Now, folks, I love that old woman, but we feel different about heat.  We feel different in the heat.  You see, her circulation is better than mine.  From what she tells me, she actually gets hot when the temperature says it's above ninety.  I just get comfortable.  I tell you, there's nobody loves the good, dry heat of the high plains than a thin old Kansas man.  Ten months of the year my bones ache.  I sit shivering on a sunny porch all through Spring.  I have to stomp my feet to keep my toes from going numb.  I turn on my stove burners, hold my hands over them and watch my fingernails turn from blue to pink.
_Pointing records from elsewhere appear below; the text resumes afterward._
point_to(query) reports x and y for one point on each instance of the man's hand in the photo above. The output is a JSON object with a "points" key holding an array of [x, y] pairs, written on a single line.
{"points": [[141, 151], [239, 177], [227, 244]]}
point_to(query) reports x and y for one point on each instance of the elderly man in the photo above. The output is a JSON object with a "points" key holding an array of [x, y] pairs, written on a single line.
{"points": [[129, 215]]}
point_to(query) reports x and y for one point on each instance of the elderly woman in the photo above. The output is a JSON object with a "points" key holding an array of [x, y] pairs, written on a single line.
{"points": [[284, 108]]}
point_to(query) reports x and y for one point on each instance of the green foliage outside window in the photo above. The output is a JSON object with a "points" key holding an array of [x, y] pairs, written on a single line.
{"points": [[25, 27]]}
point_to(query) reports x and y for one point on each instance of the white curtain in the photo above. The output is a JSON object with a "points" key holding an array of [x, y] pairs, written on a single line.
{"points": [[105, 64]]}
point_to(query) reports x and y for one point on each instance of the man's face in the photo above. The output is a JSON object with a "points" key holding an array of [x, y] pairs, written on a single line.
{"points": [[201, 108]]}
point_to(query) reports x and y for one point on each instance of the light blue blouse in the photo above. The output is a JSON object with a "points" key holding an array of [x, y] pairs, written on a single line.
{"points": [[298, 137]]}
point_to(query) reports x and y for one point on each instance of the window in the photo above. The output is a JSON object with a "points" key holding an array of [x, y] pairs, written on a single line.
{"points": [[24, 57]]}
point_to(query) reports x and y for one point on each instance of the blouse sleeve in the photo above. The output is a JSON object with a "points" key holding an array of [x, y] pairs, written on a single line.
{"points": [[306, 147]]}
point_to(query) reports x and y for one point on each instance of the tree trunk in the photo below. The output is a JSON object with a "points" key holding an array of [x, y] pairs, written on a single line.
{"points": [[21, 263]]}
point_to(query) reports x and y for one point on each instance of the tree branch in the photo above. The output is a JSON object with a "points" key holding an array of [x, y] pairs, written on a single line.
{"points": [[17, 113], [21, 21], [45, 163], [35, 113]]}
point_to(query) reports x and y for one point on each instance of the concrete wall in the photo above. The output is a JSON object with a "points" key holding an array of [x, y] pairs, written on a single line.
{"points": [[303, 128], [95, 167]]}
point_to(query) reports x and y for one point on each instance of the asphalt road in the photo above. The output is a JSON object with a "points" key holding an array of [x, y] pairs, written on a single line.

But in July I'm finally warm.  I'm a snake on a hot rock, a lizard in the desert, ripened wheat waiting to turn gold.  "Thank God for the heat," I told Iola.  "Heat and Wheat go together."

"Where I come from, Southeastern Kansas, we didn't have so much wheat.  We had heat, but we had sense enough not to celebrate it."

"In the West, we're used to it," I told her.  "Why Claude Anderson tells us the same joke every year, down at the Co-op, the one about the three Kansas boys, all grown up, but only one of them still living in Kansas, still a farmer, the others off in Colorado and California.  In their old age they decide to be cremated together.  After half a day in the oven, the Californian is burnt to a crisp.  In eight hours there's nothing left of the Coloradan.  But on the third day, when the oven door is opened, the Kansan sits up and stretches.  `Another day of this good heat,' he says, `and we'll harvest the wheat.'"

"It'll take more than three days to burn you up," said Iola.

"Well, it'll take more than today.  Let's go."

We drove around Northwest Kansas, where in three or four days they brought in more than four million bushels of wheat.  Every other vehicle on the road was a grain truck heading to an elevator or railroad siding to sit behind twelve others, waiting to weigh in, dump, and hurry to the field.  Every other field was wheat:  cut, being cut, waiting to be cut.  The combines--green, red, orange, blue--created billows of chaff.  Sometimes baled stubble littered the fields.  Some stubble will be plowed under.  Some was being burned:  five-foot flames licking through the fields.  Folks, it was dusty, and smoky, and the miles seemed to go on forever--miles of wheat, miles of road.  But it was beautiful.  It was the West.  And best of all, it was warm.  "Hot!" Iola says, but she likes seeing me with a smile on my face.